Matches are played in an eight-a-side format on reduced-size pitches with smaller goals. Each match consists of two 20-minute halves, with rolling substitutions permitted throughout the game. The use of smaller teams and playing areas is intended to maximise player's involvement, increased touches and decision-making opportunities.

===Festival===
Alongside the tournament, FIFA stages a football festival involving all participating delegations. FIFA has described the festival as a central component of the event, intended to emphasise friendship, inclusion and learning, in addition to sporting competition. The format aims to provide young players from all member associations with international experience at an early stage, encouraging participation, fair play and technical improvement.
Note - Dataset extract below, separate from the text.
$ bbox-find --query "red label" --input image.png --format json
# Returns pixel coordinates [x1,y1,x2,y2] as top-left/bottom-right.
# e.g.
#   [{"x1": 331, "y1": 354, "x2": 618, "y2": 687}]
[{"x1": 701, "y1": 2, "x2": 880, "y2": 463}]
==Editions and gender format==
The competition alternates in format across its first three editions, before settling into a regular pattern from 2028 onwards:
- The first edition, in 2026, is open to boys' national teams from all FIFA member associations.
- The second edition, in 2027, will be reserved for girls' national teams only.
- From 2028 onwards, FIFA intends to stage separate boys' and girls' competitions, with all member associations invited to enter teams in both.

==Results==

| Ed. | Year | Sex | Host |  | Final |  |  |  | Third place playoff |  |  |  | No. of teams |
| Champion | Score | Runner-up | Third place | Score | Fourth place |
| 1 | 2026 | Boys | Azerbaijan |  |  |  |  |  |  | 191 |
| 2 | 2027 | Girls | TBC |  |  |  |  |  |  |  |
| 3 | 2028 | Both | TBC |  |  |  |  |  |  |  |

==Reactions and context==
The launch of the competition attracted attention for potential implications of Russian youth football, since the eligibility criteria referred only to FIFA member associations in good standing, rather than excluding specific countries; the Russian Football Union has remained a FIFA member despite the suspension of Russia from international sport. FIFA president Gianni Infantino has previously argued that children should not be penalised for political decisions and has called for greater participation of young players from suspended nations in international tournaments. Human rights organisations, including Amnesty International and Human Rights Watch, have said that Azerbaijan's government uses high-profile sporting events as a means of diverting attention from domestic human rights concerns, a criticism that has previously been raised in connection with other major tournaments staged in the country.

On 20 August 2026, it would be revealed in an article in The Athletic that FIFA talked to private investors about the possibility of commercialising the U-15 World Cup. One proposal, from the former commissioner of the Mexican Football Federation Juan Carlos Rodríguez Bas, with backing from the Todd Boehly-chaired Eldridge Industries, wanted the tournament to be held at the ESPN Wide World of Sports Complex at Walt Disney World Resort. Conversations were held with ESPN about the hosting proposal as well as the broadcasting. The commercialisation plans were discarded prior to the start of the 2026 World Cup in favour of hosting the tournament in Azerbaijan without private investment, as FIFA would go ahead with their FIFA Forward Enterprise proposal instead.